I haven't seen a lot of blogosphere discussion of this symposium, though that may just be because I've been hunkered down this semester. One way of approaching this, I think, is historically--did previous generations think (and act like) their legal system owed us something? Previous generations have done a heck of a lot for us, no doubt. And they did so in part, perhaps large part, because they were building something better for the future. One of my favorite quotes along these lines is Ralph Waldo Emerson's observation in "The American Scholar" that insects store up for future generations. He found the common elements of the human mind to store up knowledge "like the fact observed in insects, who lay up food before death for the young grub they shall never see." There's a great tradition in America--and in human society more generally, I suppose, though I don't have the expertise to testify to it--of making sacrifices for future generations, of doing something so that people whose names we will never know can have a better life. One thinks, of course, of the American Revolution here -- and of course the Puritans' Errand into the Wilderness.
Perhaps tragically, though unsurprisingly, there's also a very long lineage to the tradition of getting as much as one can at the present and letting future generations fend for themselves. In fact, I'd say that tradition has a much more robust lineage than the one of the sense that we owe duties to future generations.

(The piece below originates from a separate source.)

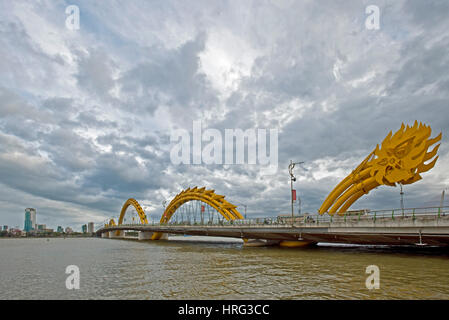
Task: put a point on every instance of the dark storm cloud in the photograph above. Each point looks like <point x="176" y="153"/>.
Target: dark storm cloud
<point x="85" y="116"/>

And, returning to the idea that there are duties owed to future generations, whether those were seen as legally enforceable duties is a separate matter. Moreover, how those principles might have operated in legislatures and courts is something worth some mental elbow grease. I suppose one place to think about this in private law is in the law of trusts, where we are self-consciously looking to preserve something for future beneficiaries. But even there, the inquiry is defined by the settlor's intent. As I say, I'm looking forward to thinking through these papers in some detail as I take a break from plowing through stacks and stacks of exams.

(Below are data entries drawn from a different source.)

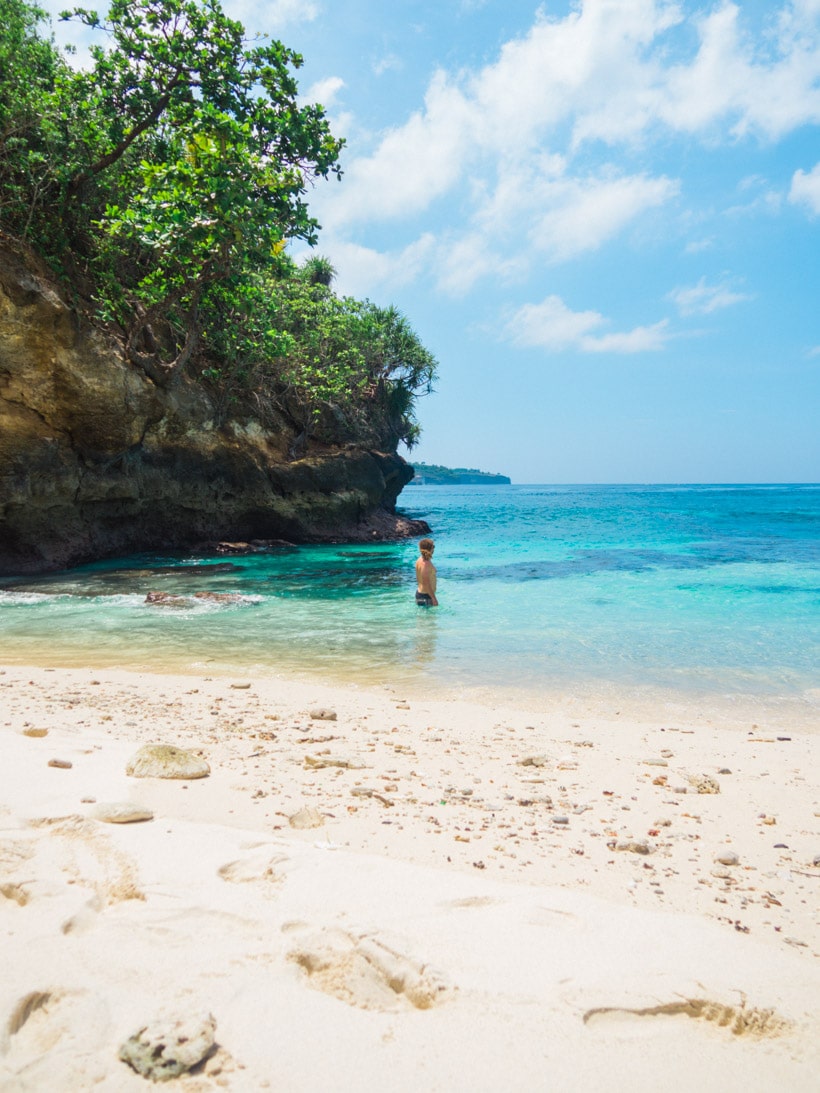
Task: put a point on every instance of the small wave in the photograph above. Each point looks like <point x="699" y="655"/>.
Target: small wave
<point x="20" y="599"/>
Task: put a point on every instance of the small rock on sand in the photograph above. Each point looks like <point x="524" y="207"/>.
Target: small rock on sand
<point x="165" y="761"/>
<point x="727" y="858"/>
<point x="168" y="1047"/>
<point x="704" y="783"/>
<point x="121" y="812"/>
<point x="305" y="819"/>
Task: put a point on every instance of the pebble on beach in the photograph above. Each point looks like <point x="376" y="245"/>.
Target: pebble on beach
<point x="305" y="819"/>
<point x="120" y="812"/>
<point x="165" y="761"/>
<point x="170" y="1047"/>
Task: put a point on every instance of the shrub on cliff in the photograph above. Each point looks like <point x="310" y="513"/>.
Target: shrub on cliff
<point x="167" y="179"/>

The image is of a Sycamore tree at the Brandywine Battlefield Park, next to the house where LaFayette stayed at the time of the battle. The tree was a lot smaller then, though apparently it was already at that point over 100 years old. How's that for an image for talk of the debts past generations incurred on our behalf? I'll get a nice picture of that when I'm home over winter break, I hope. Also, as long as I'm making promises about pictures I'll take when I'm in Philly, I want to get a picture of the Civil War monument in the park near where I grew up -- it is, of course, of a United States soldier, which is a switch from the photos I've been taking of late of Confederate monuments.

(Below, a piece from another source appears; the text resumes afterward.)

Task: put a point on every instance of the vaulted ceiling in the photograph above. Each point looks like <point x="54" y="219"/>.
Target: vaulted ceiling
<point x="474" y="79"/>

Update: Gerald Korngold had a very important article on this topic, "Resolving the Intergeneratonal Conflicts of Real Property Law: Preserving Free Markets and Personal Autonomy for Future Generations," in the American University Law Review back in 2007. One of the key paragraphs in Korngold's article is:
Citizens, courts, and legislators of our current generation need to consider the future generations as stakeholders among the usual constituencies as we continue the evolutionary shaping of our doctrines and system of land transactions. While electoral politics and public choice theory (affecting legislators and elected judges) may tell us that it will be difficult to provide a seat at the table for the future generations,10 it is our obligation as citizens and parents to do so. As citizens, we continue to be participants in the great American experiment of building a new and better society, and we need to allow the opportunity for future generations to continue in that quest as well. As parents, we are devoted to the raising of our children and grandchildren. We seek to build a better world for them to inherit, a wish that entails our making decisions today that will affect the future that our children will occupy. At times conflicting with this benign paternalistic activity is our desire to empower our children and to make them autonomous adults able to find fulfillment and happiness through their own efforts.
On this subject I always have the overwhelming urge to ask, "Future generations? What did they ever do for us?"
More seriously, though, there is a fairly larger philosophical literature on the subject, mostly under the heading "justice between generations". The "modern" discussion of the issue in philosophy goes at least back to Rawls, who has several discussions on the issue, partly related to his idea of a "just savings principle", in _A Theory of Justice_. (The idea is also discussed, to some degree, by Mill, in particular in his idea of a "stationary state economy" and by Sidgwick, though less directly, I think. It's possible that other philosophers spent time on the idea between Sidgwick and Rawls but I'm not sure.) How easily this philosophical discussion can be translated into useful legal or political principles is, of course, unclear.